Gravel, as the first layer is optional in this case. The bottom of the tank can be laterite or any form of clayish soil. Do not add fertilizers of any kind at this point. Should you decided to put root tabs later on, the clay should be able to absorb it so it can be readily available for your plant’s roots. Scatter the clay/laterite over the bottom of the aquarium or have it at maximum of an inch thick. Any thicker and the tank would be in danger of having air packets which will be disastrous in the long run. Do not wet your soil when applying it on your aquarium. Nobody wants to scape with mud. 

The second layer

The second layer should be a mixture of 1 part loam soil to 4 parts normal soil. This will be the main substrate to use in growing plants. Make sure the loam is composted properly and no longer contain decaying matter. Remove any leaf litter or twigs. Do not mix gravel with your soil. The Tank will only likely end up getting a substrate as hard a s concrete if you do so. Gravel will only make it hard for the roots to penetrate once the soil settles underwater. Avoid compacting the soil as well while you apply it. If desired, have at least 2-3 inches of this mixture on top of your laterite. Do not be afraid to use more if needed. 

The third layer

The last layer should be fine sand. You can use regular sand. This is done so you will not have the soil mixing with water. Do not use sand from the beach as it is bound to contain salts which will harm your plants. Make sure the sand is already washed and clear of silt. Do not use pea sized gravel as substitute for sand. Gravity will always pull the heavier objects down and you will soon end up having the gravel mix with your substrate in a few months’ time. Apply a thin layer on top of your soil. Maximum should be 1-inch-thick at the back part and 1 cm thick at the front. Apply thin layers of sand on areas where carpeting plants are going to be placed. Carpeting plants especially Monte Carlo and HC Cuba have short roots. To ensure that the plant roots reach the substrate, apply the sand thinly. Be mindful of applying it too thinly as you might end up with a lot of silt in your aquarium. Applying more than an inch of it and there is a risk of the sand being compressed and locked with the soil which makes the soil hard. This setup is now ready to plant. Spray the soil with water to make for easier planting. While flooding the aquarium, make sure to poke the substrate to remove air packets trapped in the substrate. 

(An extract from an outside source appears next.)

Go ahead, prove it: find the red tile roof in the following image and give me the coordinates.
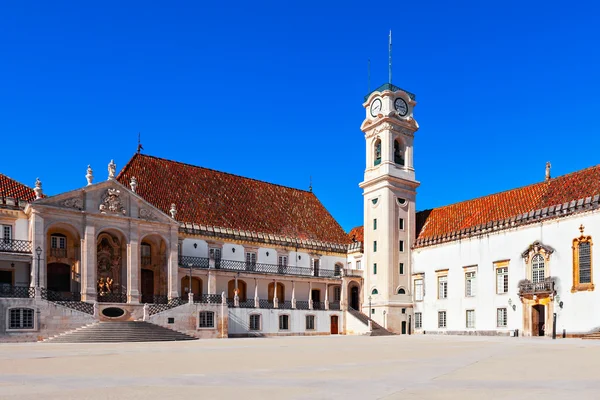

With this type of mixture and setup, there should not be any problems growing any type of live plants. This dirt mixture should allow for the addition of any fertilizing regiment like the E.I (Estimated Index) method. Like Aqua soil you can add root tabs after a year or a few months if you feel that the nutrients in the substrate is already depleted. To clarify, dirt does not cause the plant’s roots and stems to rot. Roots of some stem plants do in fact grow slower when planted in dirt compared to when planted in Aqua soil, but bear in mind that the main function of the roots for stem plants is so the plant can anchor itself. This should not be a hindrance as these aquarium plants have no problems absorbing nutrients from the water column. 


There are no special rules or tricks in dealing with dirt substrate in the planted aquarium. Like Aqua soil clarity can be a problem if you do not have sufficient filtration. Algae can be a nightmare if you do not watch your photo period and fertilization. For Aqua soil, the initial setup can be messy if you are not careful. This method does require a bit more work if compared to just buying aqua soil, but like anything else in this hobby once can either work on it or spend. The main point is healthy and good plant growth and both ways are effective if done well. Enjoy your dirted planted tank! It's live plants time!